Governor Snyder is expected to sign legislation (SB 335) as early as this week that will extend the sunset provision for four years. So this “temporary” tax sure has a permanent feel to it.
A proposal to hike the one percent tax was stripped from the legislation but that does not necessarily mean that it not going happen. That’s because the Legislature has finalized the state’s 2013-2014 budget assuming $400 million in revenue coming from the HICA tax.
The problem is that number likely overestimates revenue by at least $130 million based on the current year’s tax receipts.
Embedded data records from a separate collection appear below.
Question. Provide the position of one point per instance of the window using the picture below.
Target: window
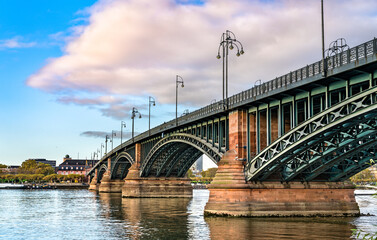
(318, 103)
(337, 96)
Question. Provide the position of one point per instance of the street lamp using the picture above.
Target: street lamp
(134, 111)
(151, 101)
(228, 41)
(113, 133)
(122, 125)
(177, 82)
(323, 41)
(107, 138)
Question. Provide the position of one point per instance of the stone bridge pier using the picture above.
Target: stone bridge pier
(109, 185)
(232, 195)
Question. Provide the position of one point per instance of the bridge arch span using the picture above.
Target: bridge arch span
(101, 171)
(174, 154)
(120, 166)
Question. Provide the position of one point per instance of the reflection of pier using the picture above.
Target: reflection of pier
(162, 218)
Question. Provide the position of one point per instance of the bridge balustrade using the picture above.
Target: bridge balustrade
(344, 61)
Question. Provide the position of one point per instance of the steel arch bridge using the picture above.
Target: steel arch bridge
(317, 123)
(331, 146)
(174, 155)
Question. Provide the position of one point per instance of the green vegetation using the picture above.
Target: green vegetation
(359, 234)
(34, 172)
(365, 175)
(32, 167)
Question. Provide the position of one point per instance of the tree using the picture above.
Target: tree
(32, 167)
(190, 174)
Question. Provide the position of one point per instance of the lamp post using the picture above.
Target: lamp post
(151, 101)
(113, 133)
(228, 41)
(107, 138)
(134, 112)
(323, 41)
(177, 82)
(122, 125)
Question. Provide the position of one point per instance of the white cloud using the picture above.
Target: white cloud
(15, 42)
(136, 47)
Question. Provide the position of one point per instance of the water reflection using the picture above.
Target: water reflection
(146, 218)
(78, 214)
(279, 228)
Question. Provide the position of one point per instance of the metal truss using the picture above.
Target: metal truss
(165, 153)
(120, 165)
(315, 144)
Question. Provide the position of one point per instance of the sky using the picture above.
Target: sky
(71, 71)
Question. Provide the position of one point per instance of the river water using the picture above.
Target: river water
(81, 214)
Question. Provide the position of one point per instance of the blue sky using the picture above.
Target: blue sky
(70, 67)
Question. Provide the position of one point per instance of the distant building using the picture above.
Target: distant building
(197, 167)
(52, 163)
(75, 166)
(199, 164)
(10, 169)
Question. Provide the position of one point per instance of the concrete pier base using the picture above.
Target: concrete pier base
(136, 187)
(231, 195)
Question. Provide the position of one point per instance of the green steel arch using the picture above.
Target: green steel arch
(174, 154)
(120, 165)
(327, 147)
(101, 170)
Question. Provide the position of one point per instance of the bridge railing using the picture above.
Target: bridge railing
(351, 55)
(355, 54)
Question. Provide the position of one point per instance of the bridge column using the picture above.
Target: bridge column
(152, 187)
(110, 185)
(231, 195)
(93, 184)
(238, 132)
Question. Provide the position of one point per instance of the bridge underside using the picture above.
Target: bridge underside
(174, 155)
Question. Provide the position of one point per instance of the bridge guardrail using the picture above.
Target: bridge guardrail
(351, 55)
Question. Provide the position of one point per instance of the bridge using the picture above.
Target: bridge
(285, 147)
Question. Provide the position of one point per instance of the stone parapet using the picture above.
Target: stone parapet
(157, 188)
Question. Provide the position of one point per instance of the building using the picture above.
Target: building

Legislators hope to fill this revenue gap by tweaking the state’s no fault auto insurance system and related new vehicle fees, but if this is not done by October, they will be forced to pass what is known as a “negative supplemental appropriates bill” and the heat with again be on again to increase the HICA tax.
Last year, this blog spoke to a major multi-self-insured employer based on Michigan to gage how they have adapted to the HICA tax. The response regarding the economic affect was largely expected – essentially that it raised the cost of doing business but that it has not prompted them to reconsider being self-insured.
Absence intervention by a federal appeals court, it will be interesting to see whether this ERISA preemption assault can be quarantined with the Michigan state lines.